No people need to be educated about our breed not have the spot light put on another breed, where then their responsible owners have to fight the same fight we do.

I can't stand people who would want to push off the "pitbulls" negative attention onto another breed.


----------



## performanceknls (Apr 4, 2009)

Committed2excellence said:


> That video was all over the map. First part was informative and I am wondering why the breeder would allow one of her dogs to be seen in that negative light during the end of the video. The little man clearly couldn't handle the dog and didn't seem like he knew a whole lot about the dog. Also interesting how we kept hearing about their protective prowess but we didn't get to see any bitework or any true control work.


:goodpost:

I didn't watch the whole thing but from what I did see I just don't understand the need for such an aggressive dog. I can see the guardian behavior and understand why a dog that aggressive with guardian traits would be a great guard dog but why? Dogs like these will end up in trouble because you will get owners who cannot control them. I kind of think they are really cool dogs and I would take one for our guard dog but I think the average person could not handle one. These should not be put on TV for idiots to want they should be a guarded secret for those that can handle them.

I also would like to know if that lady is for real.... like does she really know what she's doing or is she trying to pretend she knows what she is doing....


----------



## SideKick (Jul 18, 2011)

these dogs are great at what they are meant to do and that is protecting herds! From what I've heard these dogs aren't nearly as aggressive as the video makes them out to be. Atleast not when they are bred and used for thier original purpose. But most ppl here in the states want a more aggressive guard dog and we know what happens when that is the selling point.


----------



## Committed2excellence (May 3, 2011)

SideKick said:


> these dogs are great at what they are meant to do and that is protecting herds! From what I've heard these dogs aren't nearly as aggressive as the video makes them out to be. Atleast not when they are bred and used for thier original purpose. But most ppl here in the states want a more aggressive guard dog and we know what happens when that is the selling point.


I've seen a few at shows and I was more worried about getting slobbered on than getting bitten. However, maybe the lady in the film has the stuff that she keeps "in the backroom" lol that everyone doesn't have access to


----------



## KMdogs (Apr 22, 2011)

These dogs can be more controlled than the video describes and as always on tv the video focuses (lopsided) on one aspect of the breed. They are serious dogs however you do need a proper understanding of the mentality to even begin.. When that dog was shown dragging that guy down the street it showed complete lack of control and with that comes unpredictable. Whos to say this dog wouldn't attack a child on the other side of the street if "the dog decides" that child is a threat? That was pretty ridiculous. 

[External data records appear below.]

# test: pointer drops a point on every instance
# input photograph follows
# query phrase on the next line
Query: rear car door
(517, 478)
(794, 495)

Any PP breed (from working stock) is going to be a serious dog and not for the average person but i've never met a properly bred one that couldn't be in most ways controlled and handled. 

Personally i don't really care for the CMD, can't deal with the hair and unless you live high up in the mountains they are pretty impractical.


----------



## zohawn (Jun 8, 2011)

American_Pit13 said:


> No people need to be educated about our breed not have the spot light put on another breed, where then their responsible owners have to fight the same fight we do.
> 
> I can't stand people who would want to push off the "pitbulls" negative attention onto another breed.

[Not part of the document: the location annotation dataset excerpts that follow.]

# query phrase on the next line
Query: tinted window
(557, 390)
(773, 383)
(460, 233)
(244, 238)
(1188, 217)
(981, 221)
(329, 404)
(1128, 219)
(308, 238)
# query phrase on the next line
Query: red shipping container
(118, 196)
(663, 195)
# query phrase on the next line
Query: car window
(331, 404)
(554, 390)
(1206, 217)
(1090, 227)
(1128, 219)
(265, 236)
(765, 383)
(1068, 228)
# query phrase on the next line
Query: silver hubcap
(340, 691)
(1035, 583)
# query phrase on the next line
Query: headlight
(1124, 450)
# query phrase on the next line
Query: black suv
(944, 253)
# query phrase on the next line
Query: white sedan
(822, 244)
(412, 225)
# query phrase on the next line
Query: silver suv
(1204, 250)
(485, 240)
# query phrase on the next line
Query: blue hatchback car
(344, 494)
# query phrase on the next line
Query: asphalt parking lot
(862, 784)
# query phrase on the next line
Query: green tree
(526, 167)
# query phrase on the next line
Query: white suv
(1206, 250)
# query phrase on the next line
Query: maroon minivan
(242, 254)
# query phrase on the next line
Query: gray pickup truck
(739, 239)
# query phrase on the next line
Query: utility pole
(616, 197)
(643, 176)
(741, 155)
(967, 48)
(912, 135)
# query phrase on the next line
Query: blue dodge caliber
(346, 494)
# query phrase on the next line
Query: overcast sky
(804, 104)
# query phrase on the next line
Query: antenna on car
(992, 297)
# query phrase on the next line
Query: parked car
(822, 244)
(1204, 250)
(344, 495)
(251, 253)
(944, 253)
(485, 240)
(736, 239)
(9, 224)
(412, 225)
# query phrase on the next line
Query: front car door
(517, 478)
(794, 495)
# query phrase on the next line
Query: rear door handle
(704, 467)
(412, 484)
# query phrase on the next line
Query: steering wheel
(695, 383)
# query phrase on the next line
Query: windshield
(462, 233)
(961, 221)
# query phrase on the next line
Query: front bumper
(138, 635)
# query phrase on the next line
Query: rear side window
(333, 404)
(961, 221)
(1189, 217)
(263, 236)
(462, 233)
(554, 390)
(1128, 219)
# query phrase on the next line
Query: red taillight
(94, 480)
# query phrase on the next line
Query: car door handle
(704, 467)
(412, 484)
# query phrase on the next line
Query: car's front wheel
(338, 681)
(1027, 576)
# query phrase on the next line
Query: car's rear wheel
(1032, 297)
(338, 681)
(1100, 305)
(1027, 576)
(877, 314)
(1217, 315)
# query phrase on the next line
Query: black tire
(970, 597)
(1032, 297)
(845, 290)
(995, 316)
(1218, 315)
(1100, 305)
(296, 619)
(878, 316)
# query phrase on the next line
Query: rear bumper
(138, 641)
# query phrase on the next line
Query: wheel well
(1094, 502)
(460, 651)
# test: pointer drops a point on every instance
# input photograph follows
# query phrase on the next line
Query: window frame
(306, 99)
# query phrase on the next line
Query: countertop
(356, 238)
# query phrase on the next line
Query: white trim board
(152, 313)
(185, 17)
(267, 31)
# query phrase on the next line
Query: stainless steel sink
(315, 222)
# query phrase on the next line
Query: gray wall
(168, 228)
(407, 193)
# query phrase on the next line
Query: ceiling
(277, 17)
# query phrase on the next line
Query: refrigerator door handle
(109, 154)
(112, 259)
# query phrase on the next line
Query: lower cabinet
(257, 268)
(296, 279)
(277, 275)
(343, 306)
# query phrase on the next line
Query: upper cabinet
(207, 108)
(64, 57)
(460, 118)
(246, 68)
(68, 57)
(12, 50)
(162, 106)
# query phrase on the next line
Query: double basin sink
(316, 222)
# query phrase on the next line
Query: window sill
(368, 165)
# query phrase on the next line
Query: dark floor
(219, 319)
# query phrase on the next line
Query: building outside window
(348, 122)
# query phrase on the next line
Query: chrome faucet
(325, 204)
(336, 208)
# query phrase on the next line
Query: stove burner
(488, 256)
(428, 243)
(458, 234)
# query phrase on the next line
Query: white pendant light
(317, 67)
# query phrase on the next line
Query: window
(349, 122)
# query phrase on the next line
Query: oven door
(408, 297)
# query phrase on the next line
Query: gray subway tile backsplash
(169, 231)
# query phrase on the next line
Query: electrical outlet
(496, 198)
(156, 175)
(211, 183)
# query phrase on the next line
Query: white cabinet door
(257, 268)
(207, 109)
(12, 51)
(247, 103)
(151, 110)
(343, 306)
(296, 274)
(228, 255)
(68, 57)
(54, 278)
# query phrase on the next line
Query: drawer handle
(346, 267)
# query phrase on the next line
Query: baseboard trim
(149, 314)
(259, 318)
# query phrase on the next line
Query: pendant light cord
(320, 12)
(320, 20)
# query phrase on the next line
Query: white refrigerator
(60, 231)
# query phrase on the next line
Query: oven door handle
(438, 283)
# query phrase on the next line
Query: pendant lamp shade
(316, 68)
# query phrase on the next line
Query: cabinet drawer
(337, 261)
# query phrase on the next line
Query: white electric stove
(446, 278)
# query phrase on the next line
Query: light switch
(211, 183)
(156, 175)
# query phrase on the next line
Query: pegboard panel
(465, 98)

educated nothing. you wont ever get media to stop hyping breeds of dogs. its been that way my entire life. look at the most rediculous of hypes-"the apbt attacks children" aboslute bull crap! everytime i see it in the news i call it the way i see it, absolute bull crap. show me pics of dog, show me ped. i should be able to walk right up to anyones true bred apbt and pick it up, regardless of injury. "injured animals may bite" not an apbt!

if the media can spin the apbt to be a child killer then i dont want them looking at anything either. im with you on enlightening the masses but the media needs a victim, ALWAYS. might as well pull them off us, right?

i know that sounds cur and coward as heck but you gotta know when to fold em. ugh, that sounds way more defeatist then i would like it but im at a loss really. i need to stop reading bsl forums and stories of entire lines of apbt's be slaughtered, it jades me hard


----------



## redog (Oct 14, 2005)

I love it! I would probably rescue or foster one of those if I ever got the chance. the dude with the dog towards the end needs to get a better grip on that leash before the dog kills some poor car driving by. that dog needs a job, if he knew WHAT to be so protective of he would be cool. They act like they arent trainable .?..! is that possible?


----------



## zohawn (Jun 8, 2011)

redog said:


> I love it! I would probably rescue or foster one of those if I ever got the chance. the dude with the dog towards the end needs to get a better grip on that leash before the dog kills some poor car driving by. that dog needs a job, if he knew WHAT to be so protective of he would be cool. They act like they arent trainable .?..! is that possible?


from what ive read from owners they are just like apbt in that if they have nothing to do they will get destructive.


----------



## ames (Jun 6, 2010)

American_Pit13 said:


> No people need to be educated about our breed not have the spot light put on another breed, where then their responsible owners have to fight the same fight we do.
> 
> I can't stand people who would want to push off the "pitbulls" negative attention onto another breed.


:goodpost:


----------



## KMdogs (Apr 22, 2011)

redog said:


> I love it! I would probably rescue or foster one of those if I ever got the chance. the dude with the dog towards the end needs to get a better grip on that leash before the dog kills some poor car driving by. that dog needs a job, if he knew WHAT to be so protective of he would be cool. They act like they arent trainable .?..! is that possible?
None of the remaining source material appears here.